Qu’en est‑il des incertitudes bancaires aux Etats‑Unis ?

Avec la remontée des taux d’intérêt, l’écosystème des startups, faisant face à des coûts de financement plus élevés, a été contraint à puiser dans ses dépôts. Ces retraits ont mis en lumière la mauvaise gestion du risque de taux de trois banques américaines, qui ont déposé le bilan : Silvergate Bank, Signature Bank et Silicon Valley Bank.

Le dénominateur commun de ces 3 établissements : une surveillance règlementaire faible du fait de leur taille et une concentration des déposants, faible granularité du passif. Attardons‑nous sur le cas de la Silicon Valley Bank.

Cette dernière était spécialisée dans le financement des entreprises technologiques et avait une activité de capital‑risque et de capital investissement importante. Le 9 mars 2023, afin de pouvoir répondre aux demandes de retrait des déposants (au passif, SVB a dû céder des titres obligataires dépréciés (à l’actif), matérialisant une perte de 1.8 mds$. Les actifs étaient de bonne qualité crédit (il s’agissait pour l’essentiel d’emprunts d’état US) mais de maturité très longue (donc dépréciés après le choc obligataire de 2022) et le risque de taux n’était pas couvert. Cela traduisait donc une gestion du risque et une gestion ALM (actif / passif) défaillantes.

La banque annonce alors une augmentation de capital de 2.25 mds$ afin de renforcer sa solvabilité. L’annonce provoque une chute du cours de bourse de plus de 60 %, ce qui compromet l’augmentation puis suspend la cotation. Le 10 mars, le bureau californien de la protection financière et de l’innovation prend officiellement possession de l’établissement en invoquant le manque de liquidité et son insolvabilité et place ce dernier sous le contrôle de la FDIC (Federal Deposit Insurance Corporation).

Aux États‑Unis, les banques dont les actifs sont inférieurs à 250Mds$ (catégorie IV) ne sont pas assujetties aux ratios de liquidité et de financement stable comme peuvent l’être les grandes banques américaines et toutes les banques européennes. Le cas SVB est un cas atypique de « fuite des dépôts » ou « ruée bancaire » en raison d’une faiblesse de sa gestion ALM (inadéquation entre la duration de son passif et de son actif) et d’une concentration trop importante des déposants sur une typologie de clientèle (corporate) et un secteur d’activité (technologique) spécifiques. Il est probable que d’autres banques américaines de catégorie IV soient à risque dans leur gestion des ratios de liquidité et de financement, en revanche le risque ALM est bien exclu des banques américaines plus importantes et des banques européennes.

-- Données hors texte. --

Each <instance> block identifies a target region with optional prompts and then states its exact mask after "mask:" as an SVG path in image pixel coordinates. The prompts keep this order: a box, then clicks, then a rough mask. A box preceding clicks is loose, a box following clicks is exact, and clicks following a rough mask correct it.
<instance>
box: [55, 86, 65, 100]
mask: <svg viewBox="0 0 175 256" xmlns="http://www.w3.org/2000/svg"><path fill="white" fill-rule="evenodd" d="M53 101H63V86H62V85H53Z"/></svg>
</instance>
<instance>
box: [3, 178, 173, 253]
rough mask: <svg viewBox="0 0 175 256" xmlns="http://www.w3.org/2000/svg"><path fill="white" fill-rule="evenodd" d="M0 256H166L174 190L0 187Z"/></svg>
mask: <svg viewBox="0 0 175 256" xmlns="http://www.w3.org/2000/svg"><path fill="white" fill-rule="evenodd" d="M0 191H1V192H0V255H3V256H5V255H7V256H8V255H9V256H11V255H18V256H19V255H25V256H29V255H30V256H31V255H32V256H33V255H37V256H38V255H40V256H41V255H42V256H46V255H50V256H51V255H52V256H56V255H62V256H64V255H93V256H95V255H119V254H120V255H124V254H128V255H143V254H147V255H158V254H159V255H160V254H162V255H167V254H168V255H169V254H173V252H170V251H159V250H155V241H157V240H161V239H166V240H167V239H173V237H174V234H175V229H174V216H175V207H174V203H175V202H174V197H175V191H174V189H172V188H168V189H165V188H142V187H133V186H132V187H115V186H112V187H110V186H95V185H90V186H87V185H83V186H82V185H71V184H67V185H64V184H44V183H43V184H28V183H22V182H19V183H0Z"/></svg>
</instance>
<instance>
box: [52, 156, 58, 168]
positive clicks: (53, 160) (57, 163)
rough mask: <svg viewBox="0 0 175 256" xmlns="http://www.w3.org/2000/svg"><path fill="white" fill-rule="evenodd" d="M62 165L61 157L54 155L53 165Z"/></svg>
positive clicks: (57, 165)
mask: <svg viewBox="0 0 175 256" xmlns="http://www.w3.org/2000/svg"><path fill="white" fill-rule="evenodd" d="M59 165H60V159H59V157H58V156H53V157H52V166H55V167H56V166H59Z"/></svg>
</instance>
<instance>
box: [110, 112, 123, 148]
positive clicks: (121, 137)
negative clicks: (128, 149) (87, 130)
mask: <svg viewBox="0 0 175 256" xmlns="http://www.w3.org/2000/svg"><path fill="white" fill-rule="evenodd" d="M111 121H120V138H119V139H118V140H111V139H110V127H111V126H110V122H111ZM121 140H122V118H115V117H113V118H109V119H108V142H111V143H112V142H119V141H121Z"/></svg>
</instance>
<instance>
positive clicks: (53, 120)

Cette situation peut‑elle se produire en Europe ?

En Europe, toutes les banques sans exception sont sous supervision de la Banque Centrale Européenne, soit directement ou indirectement. Selon des critères de taille, d’importance pour l’économie et la part d’activités transfrontalières, les banques les plus importantes sont directement supervisées par la BCE, les établissements de taille moins importante sont supervisés par leurs autorités de surveillance nationales, sous la surveillance de la BCE. Les mesures prudentielles visent à faire en sorte que les établissements supervisés prennent les dispositions nécessaires pour garantir le respect des exigences prudentielles. Ces dernières consistent à des exigences de fonds propres élevées et de qualité, des exigences de liquidité (ratio de couverture et de financement stable) et des limitations de l’effet de levier. La Banque Centrale Européenne effectue des contrôles réguliers ainsi que des tests de résistance pour évaluer le niveau de préparation des banques aux chocs financiers et économiques.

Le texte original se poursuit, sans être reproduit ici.